Aku menggeleng. “Anda saja dulu. Saya lupa mau ngomong apa.” Ini serius, aku tidak bohong apalagi berpura-pura.

“Baiklah!” Pak Johan meletakkan sumpit makannya dan menatapku. “Soal kemarin, sebenarnya Dokter Maya mau ngomong apa?”

Oh iya! Astaga!

Bagaimana mungkin aku lupa? Bukankah seharusnya aku memintanya bertemu untuk mengembalikan ponsel? Lalu, kenapa aku malah meninggalkannya di kamar? Ini pasti gara-gara kepanikanku tadi pagi. Aku terlalu terburu-buru sampai tidak sempat mengambilnya padahal sudah kupersiapkan di atas meja di kamarku.

“Jangan bilang kalau Anda mau mengembalikan ponsel dari saya,” tebaknya.

Sialan!

Entah bagaimana aku menjadi sangat malu sekarang. Pipiku pasti memerah sekarang. Tidak enak. Lagian bagaimana mungkin Pak Johan bisa tahu?

“Saya tidak bisa meneriamnya kembali. Itu hak Anda. Kalau Anda tolak, maka saya akan marah,” lanjutnya setengah bercanda. Lalu, mengambil kembali sumpit untuknya makan. Hanya saja, sebelum memilih makanan untuk dimasukkan ke dalam mulut, Pak Johan tersenyum lebar padaku. “Anda tidak usah sungkan, Dok. Anggap saja saya sebagai saudara lelaki Anda. Bukankah kita telah menjadi saudara? Kristina?”

“Ya ampun!” Mau tak mau aku ikut tertawa. Menertawai hal-hal konyol yang sudah kami lewati. Opa Josh bukan hanya datang membawa suasana baru di panti tetapi juga membuatku mendadak punya kakak laki-laki. “Makasih, Dok.”

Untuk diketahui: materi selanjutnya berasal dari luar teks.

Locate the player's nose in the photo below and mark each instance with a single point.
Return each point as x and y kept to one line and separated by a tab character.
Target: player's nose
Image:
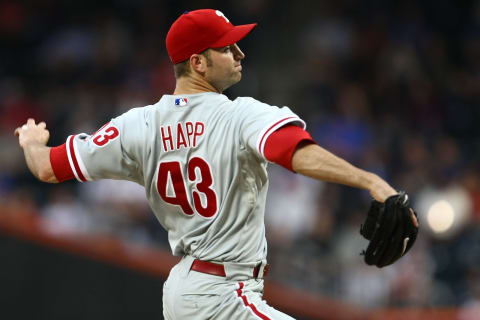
237	53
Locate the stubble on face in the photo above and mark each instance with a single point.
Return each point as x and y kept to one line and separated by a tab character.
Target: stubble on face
224	69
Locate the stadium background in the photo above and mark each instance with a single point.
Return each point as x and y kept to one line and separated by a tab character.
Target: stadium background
392	86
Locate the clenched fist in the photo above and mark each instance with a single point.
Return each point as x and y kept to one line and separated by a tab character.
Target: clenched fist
32	133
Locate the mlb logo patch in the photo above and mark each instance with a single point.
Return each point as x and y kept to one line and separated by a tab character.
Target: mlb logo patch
181	102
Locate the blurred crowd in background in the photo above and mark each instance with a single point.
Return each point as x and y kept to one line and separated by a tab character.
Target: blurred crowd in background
391	86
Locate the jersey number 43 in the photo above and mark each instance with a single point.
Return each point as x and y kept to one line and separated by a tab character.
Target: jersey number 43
199	173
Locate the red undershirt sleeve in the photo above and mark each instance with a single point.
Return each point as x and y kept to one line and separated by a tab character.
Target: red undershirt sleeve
60	165
282	143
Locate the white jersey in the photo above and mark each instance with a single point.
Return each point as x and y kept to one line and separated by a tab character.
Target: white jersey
201	160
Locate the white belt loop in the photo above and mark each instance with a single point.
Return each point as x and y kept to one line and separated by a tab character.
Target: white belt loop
261	269
186	264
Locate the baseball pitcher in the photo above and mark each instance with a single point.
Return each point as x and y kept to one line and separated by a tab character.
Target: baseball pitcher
202	159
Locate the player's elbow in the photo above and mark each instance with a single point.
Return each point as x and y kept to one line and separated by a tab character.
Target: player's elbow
46	175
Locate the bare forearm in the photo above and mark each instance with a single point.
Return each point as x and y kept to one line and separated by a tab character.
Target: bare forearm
314	161
37	157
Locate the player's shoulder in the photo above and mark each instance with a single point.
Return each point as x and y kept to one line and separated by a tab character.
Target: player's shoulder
246	101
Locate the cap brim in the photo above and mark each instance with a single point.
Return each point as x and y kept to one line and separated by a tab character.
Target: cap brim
234	35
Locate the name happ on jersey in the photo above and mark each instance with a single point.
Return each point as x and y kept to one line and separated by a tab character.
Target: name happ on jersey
183	134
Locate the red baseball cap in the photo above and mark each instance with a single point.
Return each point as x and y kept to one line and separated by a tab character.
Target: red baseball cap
196	31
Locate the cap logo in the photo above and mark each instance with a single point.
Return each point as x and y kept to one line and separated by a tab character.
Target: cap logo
181	102
220	14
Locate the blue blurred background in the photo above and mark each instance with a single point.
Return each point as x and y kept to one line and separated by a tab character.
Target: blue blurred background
391	86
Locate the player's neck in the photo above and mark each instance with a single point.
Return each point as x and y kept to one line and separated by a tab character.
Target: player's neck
191	85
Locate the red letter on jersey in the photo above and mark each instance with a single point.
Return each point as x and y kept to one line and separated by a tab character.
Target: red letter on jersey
180	137
189	127
167	138
203	186
180	197
199	128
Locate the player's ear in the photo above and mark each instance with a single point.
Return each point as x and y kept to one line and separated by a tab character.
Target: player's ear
198	63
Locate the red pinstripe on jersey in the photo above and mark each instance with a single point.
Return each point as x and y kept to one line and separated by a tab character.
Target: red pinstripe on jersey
271	129
74	160
248	304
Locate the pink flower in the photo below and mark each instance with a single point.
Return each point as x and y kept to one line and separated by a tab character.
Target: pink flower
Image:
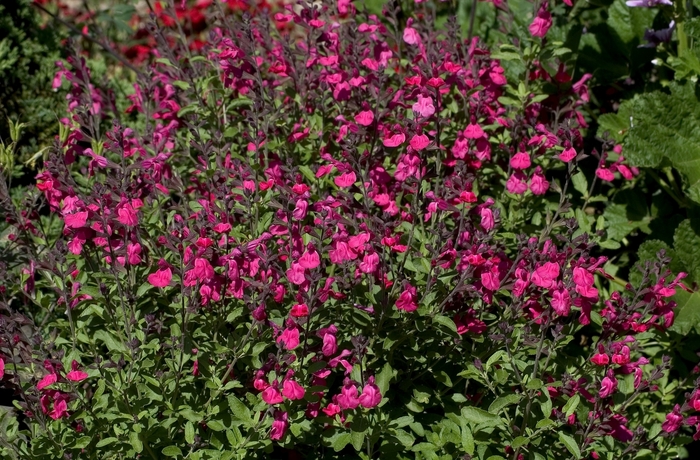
292	390
60	409
608	385
410	35
419	142
568	155
394	140
673	420
203	270
487	220
310	259
133	252
371	396
600	359
623	357
295	274
330	345
515	184
76	375
162	277
538	183
364	118
542	22
473	131
346	179
126	214
407	299
279	426
584	283
271	395
424	107
369	263
300	310
490	280
48	380
76	220
290	337
561	302
605	174
347	399
520	160
545	275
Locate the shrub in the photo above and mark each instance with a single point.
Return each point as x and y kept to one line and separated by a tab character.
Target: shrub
343	239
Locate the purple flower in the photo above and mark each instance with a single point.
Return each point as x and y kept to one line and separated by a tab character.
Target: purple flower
656	37
647	3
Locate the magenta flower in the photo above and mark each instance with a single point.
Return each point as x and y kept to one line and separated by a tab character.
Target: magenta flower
608	385
300	310
364	118
473	131
48	380
76	220
371	396
310	259
271	395
162	277
419	142
347	399
292	390
279	426
394	140
76	375
561	302
407	299
542	22
520	160
673	420
648	3
346	179
424	107
568	155
545	275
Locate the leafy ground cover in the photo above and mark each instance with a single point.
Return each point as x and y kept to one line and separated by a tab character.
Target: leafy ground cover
354	230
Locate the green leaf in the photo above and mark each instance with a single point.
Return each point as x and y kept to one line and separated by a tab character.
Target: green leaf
340	440
571	405
479	416
503	401
189	432
106	441
172	451
383	378
686	242
570	444
136	442
216	425
667	126
687	312
446	322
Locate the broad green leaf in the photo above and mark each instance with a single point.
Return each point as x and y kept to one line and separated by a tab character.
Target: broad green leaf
172	451
570	444
384	377
666	125
340	440
571	405
502	402
479	416
687	312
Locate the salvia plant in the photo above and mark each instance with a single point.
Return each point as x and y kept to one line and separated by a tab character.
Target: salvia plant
322	233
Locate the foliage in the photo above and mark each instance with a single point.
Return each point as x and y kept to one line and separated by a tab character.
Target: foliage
27	56
324	233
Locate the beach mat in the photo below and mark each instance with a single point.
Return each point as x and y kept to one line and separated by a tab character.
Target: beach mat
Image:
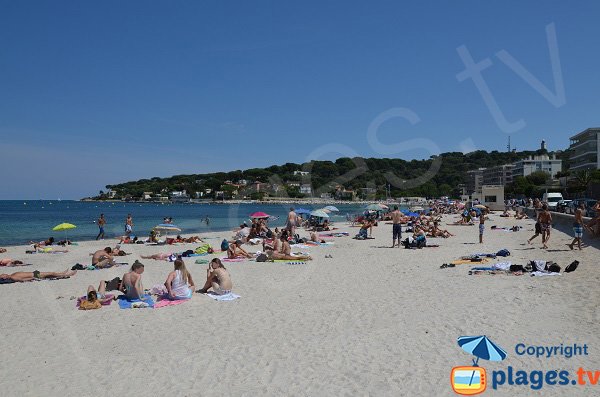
127	304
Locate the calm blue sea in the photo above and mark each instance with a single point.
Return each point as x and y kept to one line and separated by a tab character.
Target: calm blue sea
22	221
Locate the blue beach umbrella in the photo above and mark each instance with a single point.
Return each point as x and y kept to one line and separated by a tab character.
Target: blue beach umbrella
481	347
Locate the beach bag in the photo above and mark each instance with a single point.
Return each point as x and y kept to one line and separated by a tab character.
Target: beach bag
203	249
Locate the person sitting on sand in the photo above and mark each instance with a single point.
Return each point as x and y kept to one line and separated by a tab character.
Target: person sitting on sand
132	282
10	262
235	250
103	258
180	284
95	299
286	251
161	256
217	278
21	277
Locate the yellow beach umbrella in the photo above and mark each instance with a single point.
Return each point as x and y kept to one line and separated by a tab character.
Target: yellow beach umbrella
64	227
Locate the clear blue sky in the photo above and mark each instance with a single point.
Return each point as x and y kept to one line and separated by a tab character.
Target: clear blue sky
94	93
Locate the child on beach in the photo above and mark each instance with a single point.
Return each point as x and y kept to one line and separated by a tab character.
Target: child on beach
217	278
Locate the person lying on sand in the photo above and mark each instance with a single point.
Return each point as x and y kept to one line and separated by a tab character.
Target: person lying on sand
103	258
180	284
21	277
10	262
235	250
132	282
217	278
161	256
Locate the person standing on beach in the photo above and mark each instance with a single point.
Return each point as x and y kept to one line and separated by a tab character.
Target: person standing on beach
101	222
396	226
481	225
290	224
128	225
545	219
578	227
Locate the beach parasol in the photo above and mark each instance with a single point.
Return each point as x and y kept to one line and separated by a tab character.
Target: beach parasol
259	215
319	214
64	227
481	347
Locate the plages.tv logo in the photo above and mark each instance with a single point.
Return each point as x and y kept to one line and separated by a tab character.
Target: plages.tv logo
472	379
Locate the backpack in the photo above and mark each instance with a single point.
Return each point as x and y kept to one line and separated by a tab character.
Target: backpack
224	245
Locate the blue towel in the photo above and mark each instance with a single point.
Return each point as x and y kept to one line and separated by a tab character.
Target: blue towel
126	304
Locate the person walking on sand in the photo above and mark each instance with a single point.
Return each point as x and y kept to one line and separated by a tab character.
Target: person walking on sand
128	225
578	227
481	225
396	226
545	219
101	222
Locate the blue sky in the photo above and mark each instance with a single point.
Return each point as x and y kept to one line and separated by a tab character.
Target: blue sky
95	93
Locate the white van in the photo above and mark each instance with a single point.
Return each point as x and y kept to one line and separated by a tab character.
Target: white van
552	199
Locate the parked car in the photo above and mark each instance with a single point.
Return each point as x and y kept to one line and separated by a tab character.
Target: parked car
563	206
588	204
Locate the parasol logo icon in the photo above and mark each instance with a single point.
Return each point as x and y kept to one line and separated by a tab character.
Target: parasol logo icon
471	380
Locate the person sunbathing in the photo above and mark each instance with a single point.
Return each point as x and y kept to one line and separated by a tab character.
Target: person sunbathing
286	251
95	298
132	282
10	262
180	284
217	278
235	250
21	277
103	258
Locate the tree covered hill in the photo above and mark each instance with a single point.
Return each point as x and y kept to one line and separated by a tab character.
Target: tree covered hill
436	176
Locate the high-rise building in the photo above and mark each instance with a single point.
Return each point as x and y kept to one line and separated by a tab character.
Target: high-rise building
584	150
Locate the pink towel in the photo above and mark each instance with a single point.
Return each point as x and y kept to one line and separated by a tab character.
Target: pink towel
167	302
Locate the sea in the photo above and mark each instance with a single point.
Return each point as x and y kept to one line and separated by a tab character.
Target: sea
33	220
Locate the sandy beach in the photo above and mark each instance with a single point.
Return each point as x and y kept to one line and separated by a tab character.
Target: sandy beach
369	321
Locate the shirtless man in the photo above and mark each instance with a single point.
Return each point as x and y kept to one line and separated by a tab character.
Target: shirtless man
103	258
101	222
235	250
286	251
396	226
578	227
132	281
292	219
545	219
21	277
217	278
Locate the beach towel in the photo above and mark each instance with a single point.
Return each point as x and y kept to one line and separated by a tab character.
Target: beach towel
167	302
131	304
106	303
223	298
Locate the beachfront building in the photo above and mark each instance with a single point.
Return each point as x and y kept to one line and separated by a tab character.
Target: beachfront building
533	164
474	180
584	150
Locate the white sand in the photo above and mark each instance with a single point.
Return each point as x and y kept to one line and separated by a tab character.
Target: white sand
370	321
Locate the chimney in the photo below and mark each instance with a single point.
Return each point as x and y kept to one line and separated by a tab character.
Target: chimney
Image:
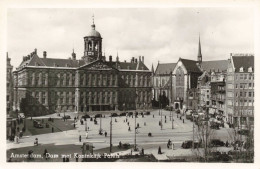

“Sama-sama,” jawabnya. “Oh iya, soal tadi …, Anda cari apartemen baru bukan karena mau pindah kerja, kan?”

“Nggak kok!”

“Terus?”

Aku berhenti mengaduk isi mangkukku. “Ibu saya mau nyusul ke Jakarta.”

“Yang kemarin ke sini itu?”

“Bukan. Kalau itu Bunda. Yang mau datang ini ibu kandung saya.”

“Oh. Lalu, kenapa nggak tetap tinggal di asrama. Kan boleh bawa keluarga?”

“Gimana ya ngomongnya?” gumamku. “Ibu saya orangnya agak ribet.”

“Eh?” Kening Pak Johan mengerut. Heran. “Ribet, gimana? Suka marah-marah? Atau, gimana?”

“Jujur, saya berani cerita ini ke Dokter karena …, saya rasa punya pengalaman yang sama. Eh, jadi, sebenarnya akhir-akhir ini Ibu berubah jadi lebih emosional.” Aku mencoba menjelaskan dengan hati-hati, sedangkan Pak Johan mendengarkan ceritaku dengan penuh penghayatan. “Bahkan Ibu sempat dibawa ke psikiater.”

“Apa katanya?”

“Beliau agak depresi karena ada lah masalah keluarga.”

“Setiap keluarga pasti punya masalah, Dokter Maya. Tidak ada keluarga yang sempurna. Hanya di negeri dongeng orang hidup tanpa masalah. Bahkan di dunia dongeng pun masalah tetap ada.”

Pak Johan benar.

Manusia dan masalah memang tidak terpisahkan. Bahkan masalah adalah garis takdir yang harus dilewati untuk menjadikan kita manusia yang sesungguhnya.

“Kalau Anda mau, saya bisa lho bantu Anda cerikan tempat tinggal.”